Les Tricolores en rêvaient et leurs supporters ne les ont pas trahis. On se serait cru revenu un an en arrière, avec un public chaud bouillant à l’heure de fêter le retour des ‘’septistes’’ tricolores à Jean-Bouin. Entrée en jeu sous les étincelles, rythmée par un chœur puissant de ‘’Allez les Bleus’’ précédant une Marseillaise. A vous donner des frissons.

Les supporters français savaient aussi que le premier match des Bleus pourrait s’avérer décisif pour la suite de la compétition, le Kenya incarnant l’adversaire capable de barrer la route des quarts de finale aux Français. Il ne fallait donc pas se manquer et si les Kenyans ont semé le doute dans les esprits avec deux essais éclairs en première période, les supporters n’ont jamais lâché leurs ‘’Bleus’’. Après l’essai d’un Candelon, toujours en jambes à l’heure de tirer ses dernières cartouches sur le circuit mondial, Barraque faisait admirer ses appuis et Vakatawa marquait son retour en fanfare d’un essai pour donner la victoire aux Français (22-14).

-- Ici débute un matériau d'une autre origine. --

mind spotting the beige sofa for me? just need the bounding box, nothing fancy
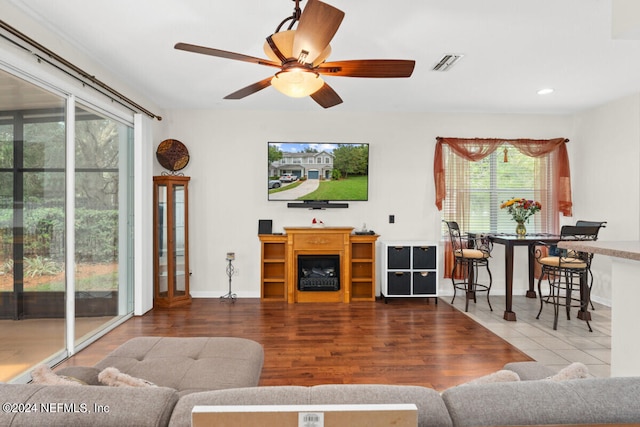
[0,337,264,427]
[169,362,640,427]
[2,337,639,427]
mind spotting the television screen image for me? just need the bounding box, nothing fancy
[268,142,369,202]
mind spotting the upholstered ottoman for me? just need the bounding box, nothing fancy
[92,337,264,396]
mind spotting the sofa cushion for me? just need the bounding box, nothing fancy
[503,361,556,380]
[93,337,264,395]
[441,377,640,426]
[168,384,453,427]
[461,369,520,386]
[0,383,178,427]
[55,366,102,386]
[310,384,452,427]
[168,386,309,427]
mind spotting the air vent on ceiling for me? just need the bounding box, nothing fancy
[432,54,464,71]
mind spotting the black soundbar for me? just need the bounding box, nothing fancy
[287,201,349,209]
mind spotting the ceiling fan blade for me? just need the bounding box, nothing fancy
[292,0,344,64]
[223,77,273,100]
[175,42,280,68]
[317,60,416,78]
[310,82,343,109]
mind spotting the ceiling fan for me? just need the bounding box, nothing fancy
[174,0,416,108]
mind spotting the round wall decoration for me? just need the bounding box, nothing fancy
[156,139,190,171]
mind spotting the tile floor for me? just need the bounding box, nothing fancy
[448,293,611,377]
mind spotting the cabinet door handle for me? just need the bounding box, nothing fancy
[394,272,404,276]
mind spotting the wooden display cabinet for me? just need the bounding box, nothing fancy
[153,175,191,307]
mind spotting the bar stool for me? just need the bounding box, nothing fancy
[575,220,606,310]
[444,221,493,312]
[535,225,600,331]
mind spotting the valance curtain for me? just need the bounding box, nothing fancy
[434,137,572,215]
[434,137,572,279]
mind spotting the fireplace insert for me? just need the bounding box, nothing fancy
[297,255,340,291]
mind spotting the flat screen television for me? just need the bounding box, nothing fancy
[268,142,369,206]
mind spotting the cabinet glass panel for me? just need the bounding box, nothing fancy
[157,184,168,295]
[173,184,186,296]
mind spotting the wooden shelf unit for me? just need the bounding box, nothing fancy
[350,235,378,301]
[258,228,378,303]
[259,234,288,301]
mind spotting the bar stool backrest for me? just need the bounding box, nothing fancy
[444,220,464,253]
[575,220,606,239]
[560,225,601,241]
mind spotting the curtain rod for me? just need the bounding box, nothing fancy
[436,137,569,143]
[0,19,162,121]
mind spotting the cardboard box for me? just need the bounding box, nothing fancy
[192,403,418,427]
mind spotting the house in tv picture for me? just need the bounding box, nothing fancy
[270,151,335,181]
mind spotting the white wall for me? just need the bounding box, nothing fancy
[571,94,640,305]
[161,109,574,298]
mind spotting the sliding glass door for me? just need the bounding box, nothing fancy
[74,105,134,341]
[0,68,135,382]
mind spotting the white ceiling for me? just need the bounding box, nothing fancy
[5,0,640,114]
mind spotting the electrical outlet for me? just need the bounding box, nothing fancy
[389,214,395,223]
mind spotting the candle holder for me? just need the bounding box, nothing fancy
[220,252,237,303]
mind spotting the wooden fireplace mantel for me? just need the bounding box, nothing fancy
[259,227,378,303]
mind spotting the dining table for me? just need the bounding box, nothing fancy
[468,232,561,321]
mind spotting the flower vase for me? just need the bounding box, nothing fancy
[515,221,526,238]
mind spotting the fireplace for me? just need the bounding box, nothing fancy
[297,255,340,291]
[260,226,377,303]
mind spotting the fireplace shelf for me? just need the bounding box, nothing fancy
[259,227,378,303]
[259,235,288,300]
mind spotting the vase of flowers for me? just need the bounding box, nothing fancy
[500,198,542,237]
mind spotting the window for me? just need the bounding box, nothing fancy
[444,143,552,233]
[435,137,572,236]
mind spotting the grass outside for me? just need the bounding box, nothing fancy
[0,263,118,292]
[299,175,368,200]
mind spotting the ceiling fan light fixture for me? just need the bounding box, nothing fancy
[271,69,324,98]
[264,30,296,62]
[264,30,332,66]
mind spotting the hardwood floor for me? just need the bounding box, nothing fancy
[57,298,532,391]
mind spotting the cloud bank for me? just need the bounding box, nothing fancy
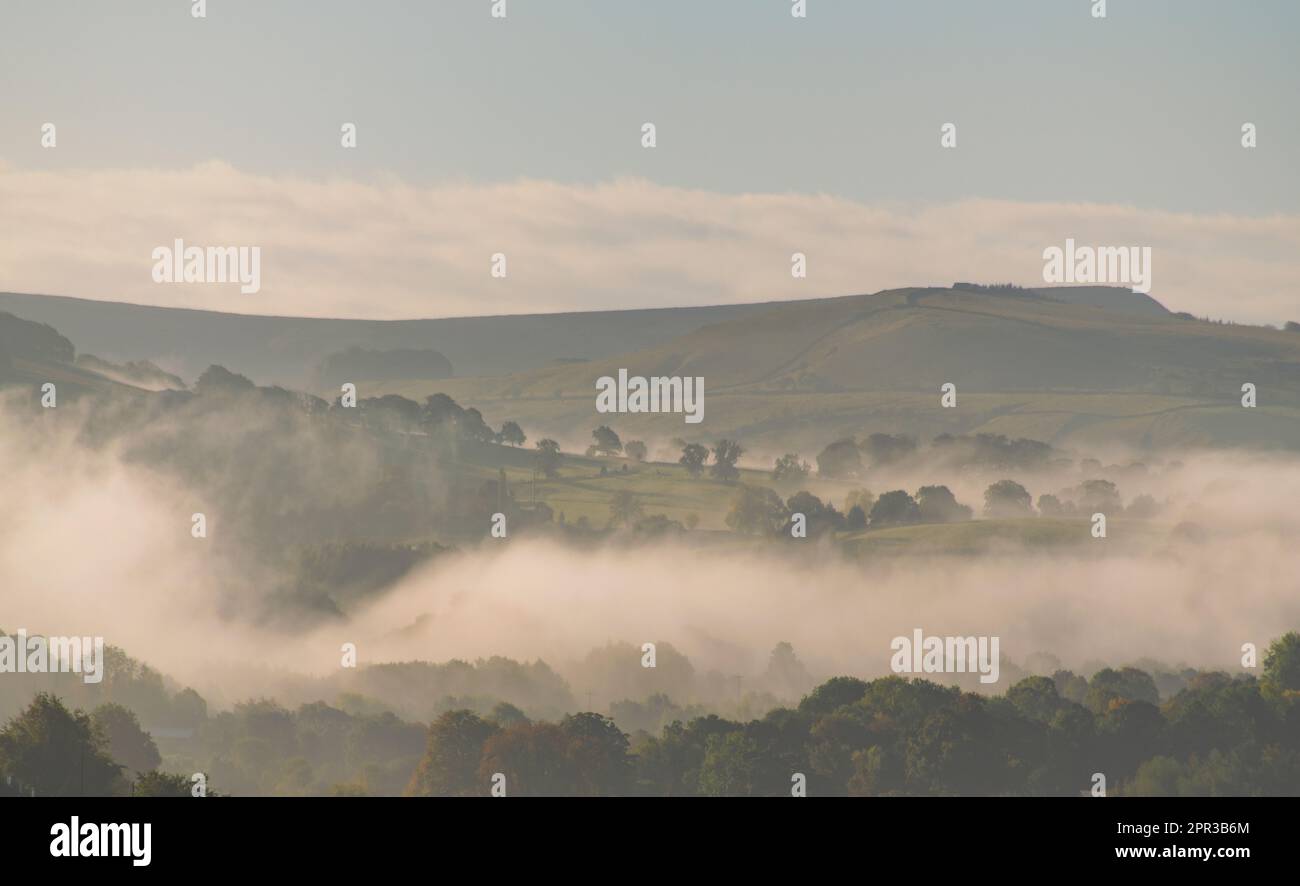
[1,160,1297,324]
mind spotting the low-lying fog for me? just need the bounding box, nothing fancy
[3,391,1298,712]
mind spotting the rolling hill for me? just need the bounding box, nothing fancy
[361,286,1300,452]
[4,285,1300,452]
[0,291,774,388]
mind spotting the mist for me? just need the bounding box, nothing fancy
[4,382,1298,719]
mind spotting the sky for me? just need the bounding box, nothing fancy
[1,0,1297,321]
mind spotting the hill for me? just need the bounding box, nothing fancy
[5,285,1300,451]
[0,291,773,388]
[366,286,1300,452]
[0,311,137,394]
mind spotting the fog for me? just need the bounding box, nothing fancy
[3,389,1298,716]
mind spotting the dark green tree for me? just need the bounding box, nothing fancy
[710,439,744,482]
[497,420,526,447]
[915,485,973,523]
[0,694,122,796]
[983,479,1033,517]
[679,443,709,477]
[534,438,562,478]
[405,710,501,797]
[725,485,788,535]
[816,438,862,479]
[91,703,161,776]
[591,426,623,456]
[869,490,921,526]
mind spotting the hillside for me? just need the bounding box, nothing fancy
[0,291,774,388]
[0,311,137,394]
[5,285,1300,451]
[366,287,1300,452]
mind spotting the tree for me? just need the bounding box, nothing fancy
[478,722,576,796]
[1036,493,1069,517]
[784,490,842,536]
[915,485,972,523]
[497,421,526,447]
[983,479,1033,518]
[625,440,648,462]
[903,696,1002,795]
[0,694,121,796]
[132,771,200,797]
[1077,478,1122,515]
[845,505,867,530]
[489,703,530,728]
[90,703,161,776]
[869,490,921,527]
[1006,676,1072,725]
[634,514,685,536]
[561,713,631,796]
[843,488,876,515]
[1126,494,1160,519]
[679,443,709,477]
[419,393,497,441]
[355,394,423,434]
[1097,700,1165,779]
[608,490,645,528]
[1263,632,1300,695]
[171,688,208,729]
[710,439,744,482]
[725,485,788,535]
[772,453,811,484]
[1085,667,1160,714]
[194,364,255,396]
[405,710,501,797]
[423,392,463,426]
[817,438,862,479]
[698,732,764,797]
[764,642,813,698]
[534,439,562,478]
[591,426,623,456]
[459,407,496,442]
[862,433,918,466]
[798,676,870,715]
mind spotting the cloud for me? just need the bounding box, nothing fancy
[1,161,1297,324]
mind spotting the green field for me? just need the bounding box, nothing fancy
[452,441,1168,555]
[364,287,1300,452]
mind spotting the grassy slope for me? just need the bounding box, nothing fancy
[8,285,1300,450]
[5,355,141,396]
[0,291,774,388]
[461,440,1156,554]
[373,288,1300,451]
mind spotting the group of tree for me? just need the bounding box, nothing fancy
[0,694,184,797]
[403,633,1300,796]
[814,433,920,479]
[677,440,744,482]
[188,364,542,457]
[812,432,1061,480]
[984,478,1158,519]
[724,484,975,536]
[9,632,1299,797]
[579,428,648,463]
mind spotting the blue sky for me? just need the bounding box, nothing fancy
[3,0,1296,213]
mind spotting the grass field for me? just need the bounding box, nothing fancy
[453,441,1169,555]
[370,385,1300,456]
[354,287,1300,452]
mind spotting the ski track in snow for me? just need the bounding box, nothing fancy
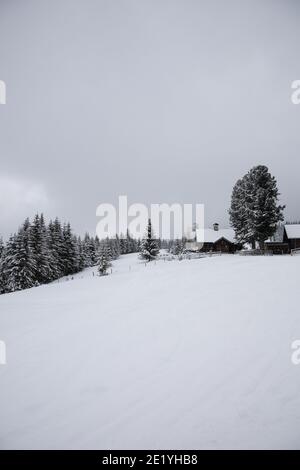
[0,253,300,449]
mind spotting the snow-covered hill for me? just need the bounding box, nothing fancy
[1,253,300,449]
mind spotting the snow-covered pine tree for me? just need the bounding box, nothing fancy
[139,219,160,262]
[119,234,128,255]
[29,214,52,283]
[47,219,64,279]
[4,223,37,292]
[103,238,113,261]
[0,237,4,259]
[97,241,112,276]
[126,229,137,253]
[108,238,119,260]
[0,235,17,292]
[76,236,86,271]
[229,165,285,249]
[72,233,80,272]
[94,235,101,256]
[115,234,121,258]
[82,233,91,267]
[83,233,98,267]
[15,227,37,290]
[90,238,98,265]
[62,223,78,275]
[249,166,285,249]
[229,176,253,247]
[39,214,56,281]
[171,238,185,256]
[136,238,141,252]
[3,235,18,292]
[0,239,7,294]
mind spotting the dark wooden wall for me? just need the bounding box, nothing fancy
[200,238,237,253]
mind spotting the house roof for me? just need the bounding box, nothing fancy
[196,228,236,244]
[285,224,300,239]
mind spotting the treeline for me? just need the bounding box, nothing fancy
[0,214,141,294]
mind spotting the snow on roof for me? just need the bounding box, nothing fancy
[285,224,300,239]
[196,228,236,244]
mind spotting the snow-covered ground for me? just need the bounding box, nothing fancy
[1,253,300,449]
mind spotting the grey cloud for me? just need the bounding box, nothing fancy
[0,0,299,238]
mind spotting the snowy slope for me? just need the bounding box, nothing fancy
[1,253,300,449]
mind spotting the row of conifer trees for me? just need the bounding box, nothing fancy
[0,214,142,294]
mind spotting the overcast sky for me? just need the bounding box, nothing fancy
[0,0,300,239]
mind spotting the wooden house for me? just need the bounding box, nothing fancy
[265,224,300,254]
[185,223,240,253]
[284,224,300,252]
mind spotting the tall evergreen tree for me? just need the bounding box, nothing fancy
[229,165,285,249]
[126,229,136,253]
[115,234,121,257]
[0,243,6,294]
[139,219,160,262]
[76,236,86,271]
[3,223,36,292]
[47,219,63,279]
[62,223,78,275]
[250,166,285,249]
[229,177,253,247]
[30,214,52,283]
[107,238,118,260]
[83,233,97,267]
[2,234,18,292]
[97,241,112,276]
[119,234,128,255]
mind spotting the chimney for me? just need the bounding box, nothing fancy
[213,223,219,231]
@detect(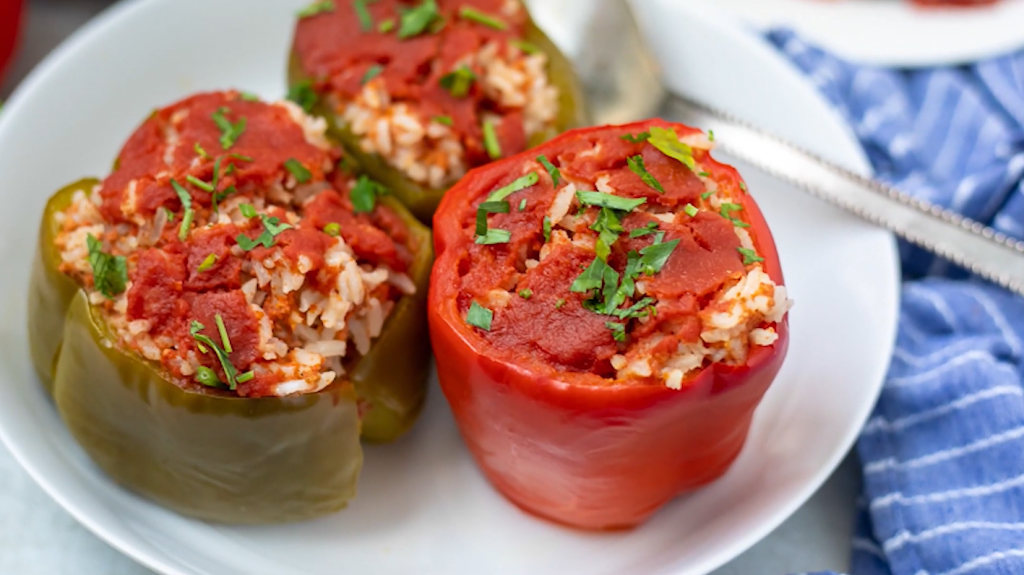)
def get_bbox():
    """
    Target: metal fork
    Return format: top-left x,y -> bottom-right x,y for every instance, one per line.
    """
525,0 -> 1024,296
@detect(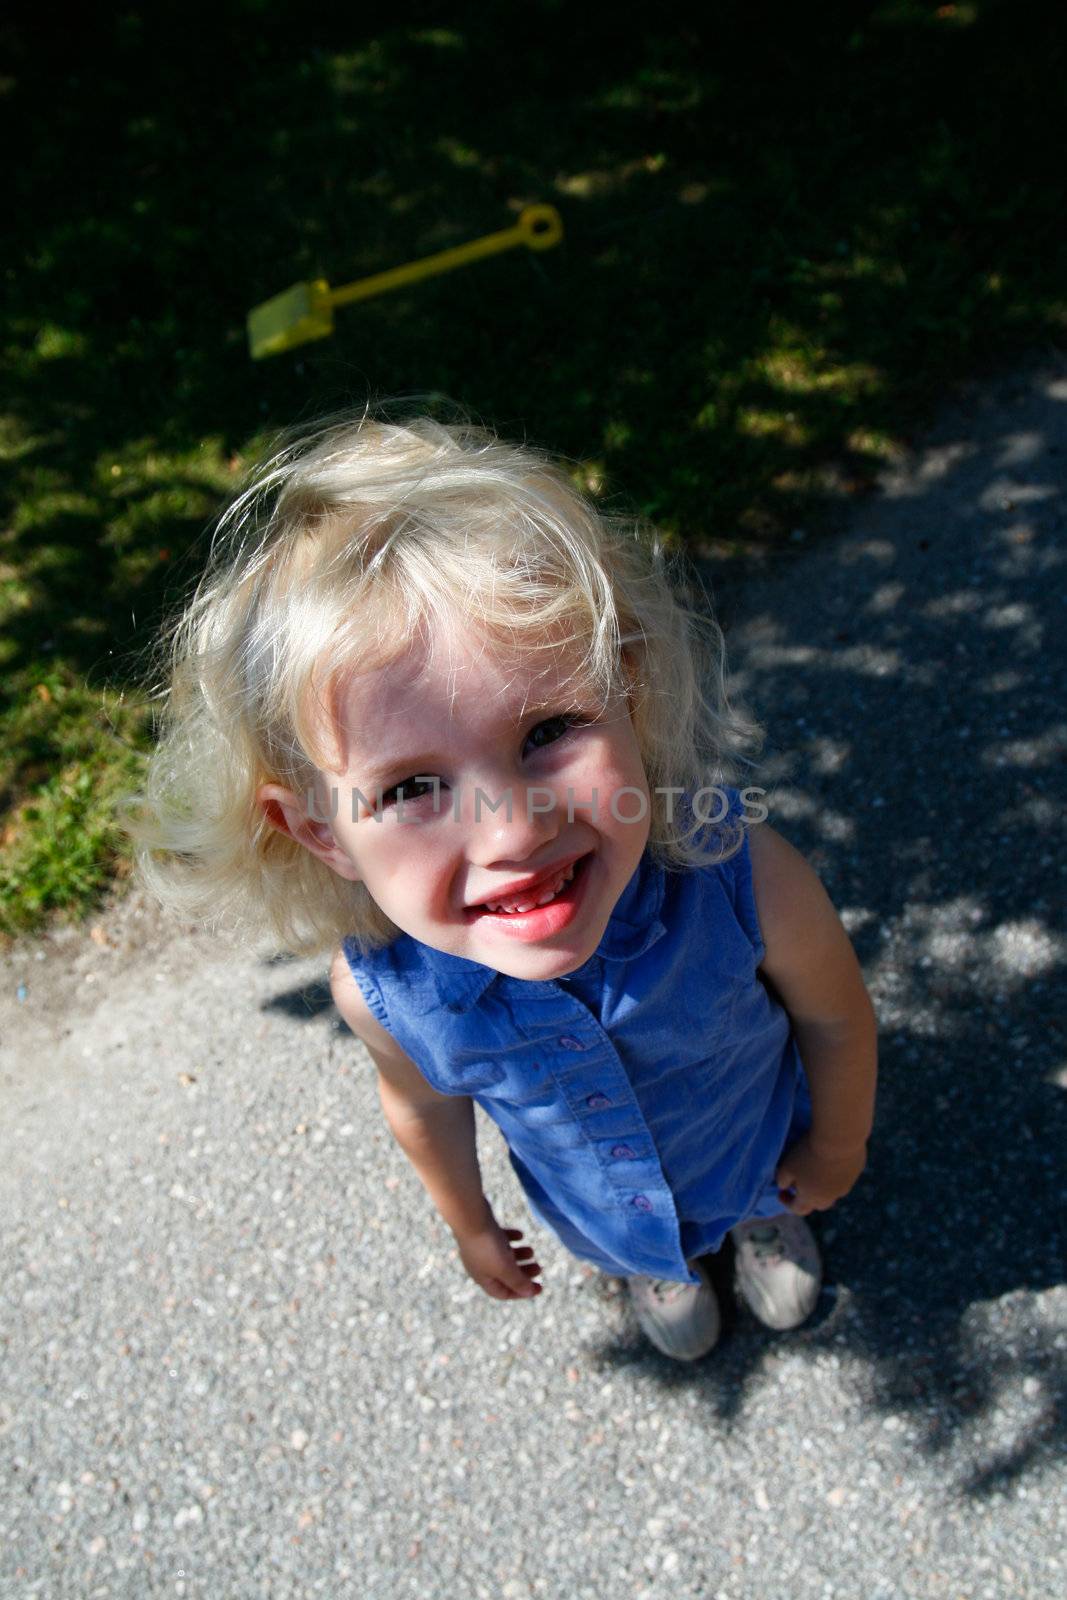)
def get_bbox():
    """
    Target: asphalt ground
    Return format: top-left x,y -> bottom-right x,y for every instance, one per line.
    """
1,354 -> 1065,1598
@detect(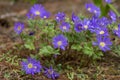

Coup de bambou dans la foulée avec un match raté face aux Anglais, défaite 24-7, marqué par une série d’erreurs et d’oubli du collectif, provoquant une grosse colère de Frédéric Pomarel. Le coach expédia même ses joueurs aux vestiaires dès la fin du match pour une explication de texte virile, mais correcte, évidemment. La leçon d’humilité portait ses fruits, car les Français retrouvaient leurs ailes face aux Espagnols. Barraque débloquait la situation sur deux exploits personnels et les Bleus déroulaient en seconde période (deux essais de Popelin et un de Palisson) pour une large victoire (33-0).

Deuxième de leur poule, les Français se qualifient donc pour les quarts de finale où il faudra se coltiner les Néo-Zélandais, auteurs d’un sans-faute hier. Un rendez-vous à ne pas manquer dès demain dimanche à 11h30.